The competition between Bank of Jiangsu and Bank of Ningbo has reached a decisive phase in 2025, with key financial metrics revealing a clear gap between the two city commercial banks.
**Scale Battle: Bank of Jiangsu's Aggressive Expansion** Bank of Jiangsu's total assets surged to 4.93 trillion yuan in the first three quarters, nearing the 5 trillion yuan milestone, with a staggering 27.8% year-on-year growth. In contrast, Bank of Ningbo's assets grew by 16.6% to 3.58 trillion yuan, lagging significantly behind. The 1.35 trillion yuan gap between them is roughly equivalent to the total assets of Bank of Hangzhou.

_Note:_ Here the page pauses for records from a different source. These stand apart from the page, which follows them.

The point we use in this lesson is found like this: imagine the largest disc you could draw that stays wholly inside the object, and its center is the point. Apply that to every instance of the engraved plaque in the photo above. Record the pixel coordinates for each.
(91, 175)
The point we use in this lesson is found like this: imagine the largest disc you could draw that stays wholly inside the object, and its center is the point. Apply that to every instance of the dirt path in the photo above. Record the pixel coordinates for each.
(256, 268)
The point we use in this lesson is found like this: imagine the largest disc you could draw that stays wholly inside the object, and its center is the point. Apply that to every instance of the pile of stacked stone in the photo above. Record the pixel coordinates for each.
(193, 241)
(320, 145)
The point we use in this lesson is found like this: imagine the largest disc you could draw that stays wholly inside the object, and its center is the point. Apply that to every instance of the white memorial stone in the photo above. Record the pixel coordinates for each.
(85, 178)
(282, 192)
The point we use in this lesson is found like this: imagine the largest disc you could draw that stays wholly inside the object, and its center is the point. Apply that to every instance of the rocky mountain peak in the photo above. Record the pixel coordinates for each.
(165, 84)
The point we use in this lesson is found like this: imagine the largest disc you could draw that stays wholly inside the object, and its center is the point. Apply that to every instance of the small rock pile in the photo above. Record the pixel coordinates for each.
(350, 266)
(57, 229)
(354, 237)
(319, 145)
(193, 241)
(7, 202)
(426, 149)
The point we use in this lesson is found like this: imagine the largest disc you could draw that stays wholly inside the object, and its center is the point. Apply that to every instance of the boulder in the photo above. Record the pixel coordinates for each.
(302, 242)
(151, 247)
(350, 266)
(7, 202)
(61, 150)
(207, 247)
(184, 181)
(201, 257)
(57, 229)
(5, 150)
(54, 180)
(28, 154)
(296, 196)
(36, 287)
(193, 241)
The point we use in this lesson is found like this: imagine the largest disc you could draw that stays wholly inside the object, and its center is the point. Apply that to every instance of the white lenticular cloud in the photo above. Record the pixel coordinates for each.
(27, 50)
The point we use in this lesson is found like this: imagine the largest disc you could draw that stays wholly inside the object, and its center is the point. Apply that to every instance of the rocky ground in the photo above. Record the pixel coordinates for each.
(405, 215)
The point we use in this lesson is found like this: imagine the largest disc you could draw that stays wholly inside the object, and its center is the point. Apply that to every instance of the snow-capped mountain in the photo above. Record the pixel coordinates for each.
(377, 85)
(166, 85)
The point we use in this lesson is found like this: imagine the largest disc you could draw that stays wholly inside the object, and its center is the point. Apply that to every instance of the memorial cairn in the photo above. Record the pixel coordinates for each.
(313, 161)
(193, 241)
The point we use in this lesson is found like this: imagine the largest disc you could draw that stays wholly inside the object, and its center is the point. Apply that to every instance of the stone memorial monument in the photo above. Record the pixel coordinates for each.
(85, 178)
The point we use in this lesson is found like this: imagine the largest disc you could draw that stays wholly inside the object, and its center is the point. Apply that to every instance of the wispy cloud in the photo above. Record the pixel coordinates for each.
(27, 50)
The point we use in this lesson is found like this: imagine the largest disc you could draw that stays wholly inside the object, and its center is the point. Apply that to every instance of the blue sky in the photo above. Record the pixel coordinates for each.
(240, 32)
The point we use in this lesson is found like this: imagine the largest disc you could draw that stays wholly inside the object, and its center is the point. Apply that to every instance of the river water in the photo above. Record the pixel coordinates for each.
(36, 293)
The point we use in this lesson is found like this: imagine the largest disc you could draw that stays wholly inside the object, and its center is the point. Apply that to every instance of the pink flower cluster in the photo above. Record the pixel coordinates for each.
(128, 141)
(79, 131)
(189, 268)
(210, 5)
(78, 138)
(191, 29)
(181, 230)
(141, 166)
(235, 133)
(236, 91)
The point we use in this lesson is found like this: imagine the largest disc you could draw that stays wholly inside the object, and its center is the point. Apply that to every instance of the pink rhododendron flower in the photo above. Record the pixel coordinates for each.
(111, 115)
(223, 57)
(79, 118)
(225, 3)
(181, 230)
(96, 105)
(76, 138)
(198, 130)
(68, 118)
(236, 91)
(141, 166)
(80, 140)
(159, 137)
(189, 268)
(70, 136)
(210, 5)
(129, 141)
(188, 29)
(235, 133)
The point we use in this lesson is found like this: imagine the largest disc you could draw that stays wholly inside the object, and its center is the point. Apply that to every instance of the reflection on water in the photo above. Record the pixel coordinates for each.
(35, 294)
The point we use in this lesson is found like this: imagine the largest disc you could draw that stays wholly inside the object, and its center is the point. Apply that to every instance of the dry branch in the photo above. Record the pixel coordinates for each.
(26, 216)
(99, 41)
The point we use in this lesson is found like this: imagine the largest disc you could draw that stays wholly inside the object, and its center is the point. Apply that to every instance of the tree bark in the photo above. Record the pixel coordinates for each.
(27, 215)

**Profitability: Volume Over Speed** While both banks reported similar net profit growth rates (8.9% for Bank of Jiangsu vs. 8.7% for Bank of Ningbo), Bank of Jiangsu's absolute profit of 31.9 billion yuan dwarfed Bank of Ningbo's 22.58 billion yuan. Bank of Jiangsu's net interest income grew 19.6% to 49.87 billion yuan, compared to Bank of Ningbo's 11.8% growth. However, Bank of Ningbo outperformed in intermediary business income (wealth management, investment banking), which rose 29.3% to 4.85 billion yuan.
**Profit Growth: Quality vs. Quantity** Bank of Jiangsu demonstrated superior profitability metrics: - Net interest income growth: 19.61% vs. 11.83% - Annualized ROE: 15.87% vs. 10.36% The bank benefited from Jiangsu province's robust economy (GDP exceeding 10 trillion yuan and leading national manufacturing value-added), with corporate loans growing 26.27%.
Bank of Ningbo's growth appeared less sustainable: - Reliant on asset expansion rather than efficiency (total assets grew 14.5%) - Non-interest income grew only 0.3%, with fee-based income offset by bond market volatility - ROE declined 0.7 percentage points from 2024
**Asset Quality: Stability vs. Risk** Bank of Jiangsu showed improving metrics: - NPL ratio: 0.84% (down 0.05 bps) - Special mention loans: 1.28% (down 0.12 bps) - Provision coverage: 322.62%
Bank of Ningbo, while maintaining a lower NPL ratio (0.76%), faced challenges: - Retail NPL ratio rose to 2.13% - Credit impairment losses grew 16.2%, potentially reducing real profit growth to 6.5% - High concentration in SME loans (over 60%) makes it vulnerable to export fluctuations
**Business Structure: Diversification vs. Concentration** Bank of Jiangsu diversified across sectors: - Corporate: Focused on specialized tech firms (tech loans up 22.8%) - Retail: Wealth management AUM surpassed 1.6 trillion yuan - Green finance: Green loans grew 26.7%
Bank of Ningbo remained dependent on SME loans (over 50% of portfolio), with weak retail growth and limited progress in high-value businesses like investment banking.
**Market Outlook** Analysts favor Bank of Jiangsu with 14 "buy" ratings and average target price of 13.37 yuan, forecasting 2025 net profit of 34.68 billion yuan (+8.91%). Bank of Ningbo received only 8 neutral ratings, with lower growth projections and capital constraints (CET1 ratio of 10.23% vs. Bank of Jiangsu's 11.07%).
**Conclusion** In 2025's challenging banking environment (compressed net interest margins and asset quality divergence), Bank of Jiangsu has solidified its leadership through corporate expertise, retail transformation, and risk control. Bank of Ningbo, despite marginal leads in top-line growth, faces structural challenges in business diversification, funding costs, and new business development. Unless it addresses these weaknesses, the gap with Bank of Jiangsu may continue to widen.